Fall
24 Bônus - Aulas de voo
Notas iniciais
Luffy's Pov
Não tínhamos noção se passaram-se dias, meses ou anos, mas isso não importava para nós, Ace e eu nem estávamos ligando para isso, estávamos aproveitando cada dia como se fosse o último.
Aquele mundo onde nós paramos era completamente estranho. Tudo aparecia de repente, como um passe de mágica. Um dia desses, eu estava desejando dormir em uma cama, e não demorou 2 minutos que uma cama feita de linho, madeira e algodão apareceu em nossas frente. Um dia desses, fizemos aparecer uma pequena casa de madeira, idêntica a minha antiga casa que eu havia herdado de minha mãe adotiva, até a porta quebrada foi mantida, isso é realmente incrível, mas a única coisa que não poderia ser trazida é matéria viva, como: animais, plantas, pessoas ou até mesmo almas.
Há poucos dias atrás, o sardento cismou em me ensinar a voar, e antes que vocês perguntem, eu as digo, sim, eu não sei voar, posso ter um par enorme de asas brancas e celestiais, mas minha coordenação ainda é péssima, não consigo mantê-las em sincronia como Ace faz com muita facilidade.
—Então Luffy, pronto para sua aula de voo? — Confesso que eu não estava muito animado para isso, não me importava muito se eu voasse ou não, passei 16 anos de minha vida sem voar, e em minha opinião, aprender agora não seria muita diferença.
Ace aproximou-se de mim e foi até as minhas costas, abraçou a minha cintura com força e começou a voar, me carregando junto com ele até o telhado do casebre de madeira.

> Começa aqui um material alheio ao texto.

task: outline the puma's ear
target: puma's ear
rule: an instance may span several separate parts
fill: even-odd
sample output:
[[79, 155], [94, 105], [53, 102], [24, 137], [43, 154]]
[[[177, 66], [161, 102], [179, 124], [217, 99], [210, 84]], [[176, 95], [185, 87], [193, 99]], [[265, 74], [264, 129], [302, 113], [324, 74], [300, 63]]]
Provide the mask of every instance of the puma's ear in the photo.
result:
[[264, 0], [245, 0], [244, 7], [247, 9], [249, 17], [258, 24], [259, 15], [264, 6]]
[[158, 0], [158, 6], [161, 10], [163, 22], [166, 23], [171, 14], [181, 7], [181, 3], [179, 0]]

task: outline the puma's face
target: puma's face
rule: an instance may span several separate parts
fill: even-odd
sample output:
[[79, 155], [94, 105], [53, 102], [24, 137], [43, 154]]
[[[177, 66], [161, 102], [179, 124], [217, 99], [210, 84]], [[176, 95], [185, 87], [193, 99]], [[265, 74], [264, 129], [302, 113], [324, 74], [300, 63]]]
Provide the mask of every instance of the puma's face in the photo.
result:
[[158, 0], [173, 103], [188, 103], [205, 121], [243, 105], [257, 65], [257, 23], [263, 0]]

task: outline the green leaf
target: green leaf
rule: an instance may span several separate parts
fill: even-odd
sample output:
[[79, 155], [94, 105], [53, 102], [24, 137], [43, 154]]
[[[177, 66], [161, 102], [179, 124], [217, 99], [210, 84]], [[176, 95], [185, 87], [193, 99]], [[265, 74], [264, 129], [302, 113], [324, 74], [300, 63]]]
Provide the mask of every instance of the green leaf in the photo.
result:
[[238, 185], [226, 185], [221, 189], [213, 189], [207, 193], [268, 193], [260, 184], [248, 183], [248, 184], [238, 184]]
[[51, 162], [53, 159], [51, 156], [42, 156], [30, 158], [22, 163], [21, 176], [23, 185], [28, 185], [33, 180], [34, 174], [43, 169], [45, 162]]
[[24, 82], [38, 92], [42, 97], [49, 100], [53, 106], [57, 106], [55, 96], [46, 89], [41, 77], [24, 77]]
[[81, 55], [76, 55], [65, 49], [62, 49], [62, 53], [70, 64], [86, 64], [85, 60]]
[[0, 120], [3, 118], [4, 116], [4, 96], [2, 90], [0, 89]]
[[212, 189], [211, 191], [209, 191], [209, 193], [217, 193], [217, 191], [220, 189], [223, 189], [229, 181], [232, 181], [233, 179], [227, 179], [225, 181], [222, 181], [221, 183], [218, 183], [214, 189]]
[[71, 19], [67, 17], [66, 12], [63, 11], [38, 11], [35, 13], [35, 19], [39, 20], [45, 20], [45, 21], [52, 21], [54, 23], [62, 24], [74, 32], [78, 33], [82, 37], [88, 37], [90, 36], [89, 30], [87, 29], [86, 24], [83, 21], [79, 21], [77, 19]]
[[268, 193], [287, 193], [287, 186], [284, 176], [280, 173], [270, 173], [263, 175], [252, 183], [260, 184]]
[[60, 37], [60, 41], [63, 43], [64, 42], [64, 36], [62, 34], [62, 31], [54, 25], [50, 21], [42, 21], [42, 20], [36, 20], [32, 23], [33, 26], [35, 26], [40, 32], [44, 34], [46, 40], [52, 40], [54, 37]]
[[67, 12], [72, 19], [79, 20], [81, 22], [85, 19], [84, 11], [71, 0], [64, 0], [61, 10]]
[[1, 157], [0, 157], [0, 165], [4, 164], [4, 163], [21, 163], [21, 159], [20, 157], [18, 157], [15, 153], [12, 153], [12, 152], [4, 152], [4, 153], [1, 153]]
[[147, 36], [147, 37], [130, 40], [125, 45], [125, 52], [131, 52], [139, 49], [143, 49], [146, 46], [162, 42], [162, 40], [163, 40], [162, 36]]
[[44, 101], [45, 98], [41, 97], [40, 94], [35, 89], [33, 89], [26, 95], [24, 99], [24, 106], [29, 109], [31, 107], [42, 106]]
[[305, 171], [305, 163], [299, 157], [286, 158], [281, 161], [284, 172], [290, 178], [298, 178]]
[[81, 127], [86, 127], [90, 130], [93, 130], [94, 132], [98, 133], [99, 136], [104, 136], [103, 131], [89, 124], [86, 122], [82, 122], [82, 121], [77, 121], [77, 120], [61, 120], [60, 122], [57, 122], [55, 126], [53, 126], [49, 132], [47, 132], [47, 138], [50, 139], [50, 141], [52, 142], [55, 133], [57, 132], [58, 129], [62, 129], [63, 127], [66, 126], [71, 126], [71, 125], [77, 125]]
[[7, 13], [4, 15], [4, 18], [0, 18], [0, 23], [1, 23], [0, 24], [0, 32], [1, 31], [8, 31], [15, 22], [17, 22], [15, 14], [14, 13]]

—A-Ace, você tem certeza? — Indaguei com um pouco de medo e olhando para o chão que parecia estar um pouco distante.
—Relaxa, eu vou estar perto, não vou deixar você se machucar! — Falou o maior me acalmando um pouco e me influenciando cada vez mais a pular — Eu vou contar até dez e você pula, tente bater as duas asas rapidamente e ao mesmo tempo.
—M-mas Ace e-eu não sei se é uma boa ide...
—Um... — Interrompeu antes que eu terminasse de falar — Dois... Três... DEZ!
Desde quando o "Dez" vem depois do "Três", isso é um absurdo. Quando Ace terminou a contagem, ele me empurrou com força, fazendo-me ser arremessado para fora do telhado "Droga, Droga, DROGA! Tenho que bater as duas asas ao mesmo tempo bem rápido!" Pensei tentando seguir as instruções do maior.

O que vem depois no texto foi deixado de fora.